6 – Amenhotep III (1386-1353? BC)
Amenhotep III was the ninth Pharaoh of Egypt’s 18th Dynasty, father of the infamous Akhenaton and grandfather of Tutankhamen. He is widely regarded as one of the great rulers of Egypt because he not only presided over an array of impressive structures; he strengthened and then expanded the nation’s borders while ensuring the land enjoyed a period of peace and prosperity.
He did benefit from the fact that his father, Tuthmose IV, was a capable ruler and left a strong, powerful and wealthy empire. However, Amenhotep was only 12 years old when he came to the throne and soon married his wife Tiye, who he ruled the kingdom with for almost 40 years. Tiye was given the title Great Royal Wife which meant she outranked the Pharaoh’s mother in matters of state.
The Pharaoh continued along his father’s path by creating a range of impressive structures throughout Egypt. He is described as a ‘luxurious’ Pharaoh and his buildings included a pleasure palace near Thebes among the 250 or so projects that were completed during Amenhotep’s reign. The Colossi of Memnon are impressive stone statues and the only pieces left of the king’s mortuary temple. The Pharaoh was known to be a superb diplomat and lavished gifts of gold and other riches upon allies to ensure they remained in his debt. There were also various successful military campaigns during his reign which only served to expand the empire and boost its coffers.
The cult of Amun had grown long before Amenhotep came to power and at that stage; the priests of Amun were almost as wealthy as the royal family. Although he did nothing to interfere with their power directly, he did elevate a minor sun god called Aten to the level of the Pharaoh’s personal deity. This action didn’t curb the power of the priests during his reign.

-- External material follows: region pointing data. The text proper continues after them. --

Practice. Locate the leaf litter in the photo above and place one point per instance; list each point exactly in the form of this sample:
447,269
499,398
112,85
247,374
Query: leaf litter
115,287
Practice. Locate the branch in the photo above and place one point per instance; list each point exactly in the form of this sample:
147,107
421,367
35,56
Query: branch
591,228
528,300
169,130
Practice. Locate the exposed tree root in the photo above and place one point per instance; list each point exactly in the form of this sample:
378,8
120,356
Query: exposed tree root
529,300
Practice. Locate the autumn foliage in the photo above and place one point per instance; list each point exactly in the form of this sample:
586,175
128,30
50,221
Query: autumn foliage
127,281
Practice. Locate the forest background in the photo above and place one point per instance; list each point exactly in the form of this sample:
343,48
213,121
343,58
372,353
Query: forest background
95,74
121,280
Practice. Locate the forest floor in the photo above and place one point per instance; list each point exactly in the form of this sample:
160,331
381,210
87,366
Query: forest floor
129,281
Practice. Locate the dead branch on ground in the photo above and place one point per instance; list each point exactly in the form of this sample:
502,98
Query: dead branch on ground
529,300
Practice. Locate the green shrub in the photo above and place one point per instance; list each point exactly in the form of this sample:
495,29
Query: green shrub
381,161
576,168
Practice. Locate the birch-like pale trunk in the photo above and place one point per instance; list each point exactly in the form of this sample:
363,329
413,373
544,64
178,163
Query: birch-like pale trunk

However, it had a profound effect on his son Akhenaton who created a new religion called Atenism. Amenhotep suffered from various maladies in later life including dental issues and obesity. It is possible that he died from an abscess that arose from his dental problems. When he died, foreign leaders sent letters of condolence which show the high regard in which the Pharaoh was held.
7 – Ramses II (1279-1213 BC)
Ramses II, or Ramses the Great, is often given the title of ‘Egypt’s greatest Pharaoh.’ He was the third king of the 19th Dynasty and reigned for approximately 66 years. As he probably didn’t ascend the throne until he was 24 years of age, it is likely he lived to be at least 90; a remarkably long time by the standards of the ancient world.
Ramses was named co-ruler with Seti I when he was 22, and by then, he was already leading campaigns in Nubia. At this point, the Egyptians had a fractious relationship with the Hittites and Egypt lost important trading centers in Canaan and Syria to their rivals. Although Seti took back the crucial center of Kadesh, the Hittite king Muwatalli II, recovered it within a few years.
Ramses launched a successful military campaign against the Canaanites and returned home with plunder and prisoners. Perhaps his biggest achievement was driving the Hittites back at the Battle of Kadesh in approximately 1274 BC. At one point in the battle, it appeared as if Ramses would be defeated. Fortunately for him, the Hittites failed to press home their advantage, and he managed to turn the tide. While Ramses claimed victory; the reality is that a stalemate was achieved. After almost two decades of fighting, Egypt, and the Hittites signed a peace treaty.
Although he was reasonably successful in the military sense, Ramses is perhaps best remembered for his architectural achievements. The Ramesseum, his memorial temple, was the beginning of an almost unmatched period of building in ancient Egyptian history. A few years after becoming Pharaoh, Ramses embarked on the most ambitious building program since the Pyramids. Ancient temples in Thebes were changed to honor Ramses while other notable structures included the temples at Abu Simbel, the complex at Abydos, the hall at Karnak and hundreds of other monuments.
Ramses wisely requested that his carvings were deeply engraved in the stone. In the past, Pharaohs could easily transform the markings of predecessors in an attempt to wipe them from history. He suffered from hardening of the arteries and dental issues in later life but eventually succumbed to old age. By the time of his death, Egypt was a powerful and wealthy kingdom. In the last century or so, some historians have criticized Ramses and claim he was a propagandist while others suggest he was a great ruler. Certainly, all available evidence shows that he was an effective Pharaoh and enriched Egypt while overseeing a remarkable building program.